Por fin tenemos a la vista el inventario de la rapiña inmobiliaria perpetrada por la iglesia católica al amparo de la ley hipotecaria de don Aznar. La palabra inmatriculación es correcta y bastante clara: significa registrar algo para uno mismo; en castizo se diría pilla lo que puedas y en catalán peix al cove. Pero confieso que la primera vez que leí este neologismo en una noticia de prensa no entendí su significado. Simplemente, mi modesto marco cognitivo de demócrata corriente no podía entender que una entidad privada pudiera adueñarse de bienes del común con la sola manifestación de su voluntad. La fórmula registral de la inmatriculación es: esto es mío porque es mío. Y de esta perplejidad surgían otras preguntas: si la iglesia puede, ¿no podría hacer lo mismo el real madrid o la assemblea nacional catalana, que a estas alturas tienen más fieles e influencia espiritual que cualquier diócesis? Parece que no, es un privilegio exclusivo, otro más, de la iglesia católica.

El tamaño material de este privilegio se cuantifica en 34.961 bienes, de los que 20.014 son inmuebles de culto y dependencias asociadas, lo que quiera que signifique eso, y 14.947 son otros, lo que quiera que signifique otros. Podemos, pues, conjeturar que una parte de los hábitos de nuestra vida cotidiana han pasado a ser, oficialmente, propiedad de la iglesia católica, no solo el templo en el que rezamos, la ermita donde se celebra la fiesta anual del pueblo, el monumento artístico que visitamos, el crucero en el camino por el que paseamos y la campa donde juegan al fútbol los chavales junto al templo parroquial, sino también el aparcamiento donde dejamos el coche, la casa de cultura que fue casa del cura antes de que se mudara a un chalé adosado, el cementerio donde están enterrados nuestros abuelos, etcétera.
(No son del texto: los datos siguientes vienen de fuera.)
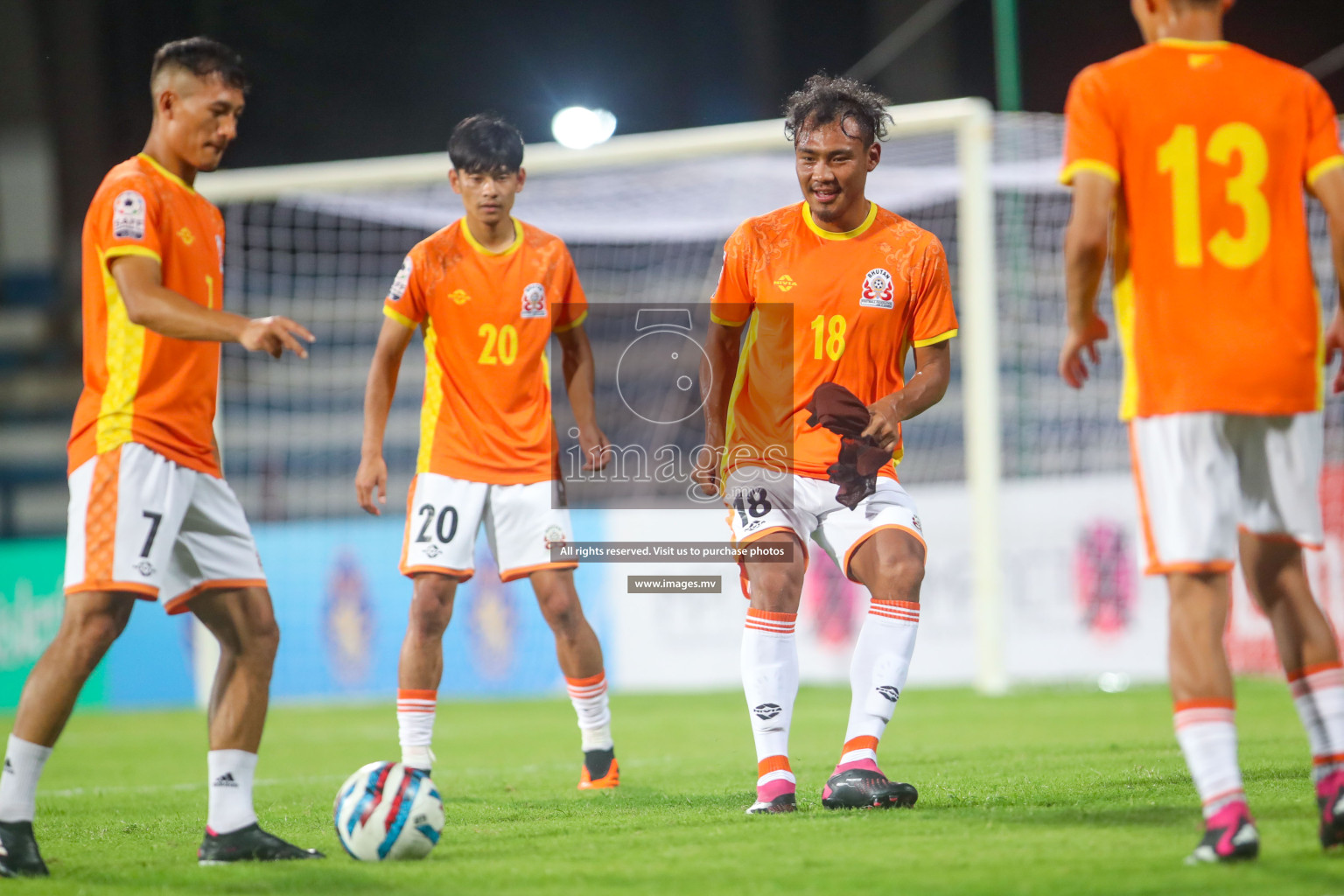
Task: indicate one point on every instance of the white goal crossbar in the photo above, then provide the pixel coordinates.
(968, 120)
Es el alpiste con que alimentamos a esta urraca insaciable que vive con nosotros y que en Roma preside un jesuita que se finge franciscano.

La publicación del inventario está destinada a no producir ningún efecto sobre los bienes concernidos porque así lo pactó el gobierno de don Sánchez con la clerecía beneficiaria. La autorización legal de las inmatriculaciones no se modificará y las reclamaciones han de ser de parte, ante la diócesis correspondiente y con documentos acreditativos de propiedad anterior a la inmatriculación, y, en caso de que se probara, la inmatriculación no se considerará un robo, que es la figura penal aplicable a quien se lleva un bien que no le pertenece, sino un error, fácilmente subsanable por la reversión del bien a su antiguo propietario. Cualquiera entiende que es virtualmente imposible llegar a este extremo porque los bienes inmatriculados lo eran del común y ningún particular tiene títulos para reclamarlos.

De manera que podemos considerar que el gobierno y la iglesia han firmado la paz de las inmatriculaciones. No hay gobierno que se sostenga en este país si tiene a la conferencia episcopal en contra y no es cosa de abrir un conflicto por algo tan prescindible como, digamos, la mezquita de Córdoba, que como dijo el listo no se va a mover de ahí. Quizá algún maquiavelillo gubernamental haya creído que la publicación del inventario sacaría los colores a los obispos, enfrentados a la opinión pública. Vana ocurrencia. La iglesia opera con santa desvergüenza, que dijo el otro, y el portavoz episcopal ya ha apuntado la argumentación: los bienes afanados están al servicio del bien común a través de las actividades propias, en la liturgia, en la catequesis y en la caridad. ¿Saben ustedes qué gobierno democrático tiene entre sus servicios públicos la liturgia, la catequesis y la caridad? Han acertado: el gobierno español, solo que los subcontrata con una empresa privada, como se subcontrata la sanidad, la educación o la gestión de las autopistas. Lo importante es que el servicio esté disponible.